Many of us hated the necessity of staying at home, at the first stages of the pandemic in particular. Until the lockdown, people suffering from agoraphobia had to face up to an opposite struggle. The struggle to leave. This is what Stuck Like Me talks about.
Written and inspired by the personal experience of the author, Jen Wooster, the one-woman show perfectly uses the opportunity of the lockdown to depict not only the condition of agoraphobia but also, the prevailing relativity and subjectivity. That’s why, Stuck Like Me uses agoraphobia to tell a story comprising of so many more elements and themes – media propaganda, FOMO, body image, fear and anxiety.
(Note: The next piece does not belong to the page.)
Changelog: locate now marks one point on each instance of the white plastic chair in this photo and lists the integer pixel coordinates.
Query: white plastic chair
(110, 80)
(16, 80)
The text is really simple but simultaneously, graphic, relatable and gracefully delivered by actor and producer Eliza Williams, a very genuine performer. She has great diction and a truly expressive face, therefore her star shines bright within the reality of online theatre. Not only does she cleverly sell the actual knowledge but also, efficiently portrays true emotions and the sense of being stuck.
Thankfully, Stuck Like Me is not another Zoom call aspiring to become theatre. Instead, it is filmed in various spots within a domestic space, in an amateur way yet with the acceptable quality. The show features banal, daily activities that can become a struggle for an agoraphobic person – watching out of the window, going back from the grocery store, choosing clothes to go out, leaving the house. The filming shortens the distance and creates an illusion of proximity to the performer, forever missed these days.
What also distinguishes Stuck Like Me from other online productions, is the fact that it doesn’t try too hard. It is not too funny or too dramatic, it doesn’t intend to amuse or shock the spectator on the other side of the screen at all cost. It simply weaves a direct yet extremely valid story that I watched with genuine interest. And I hope so will you.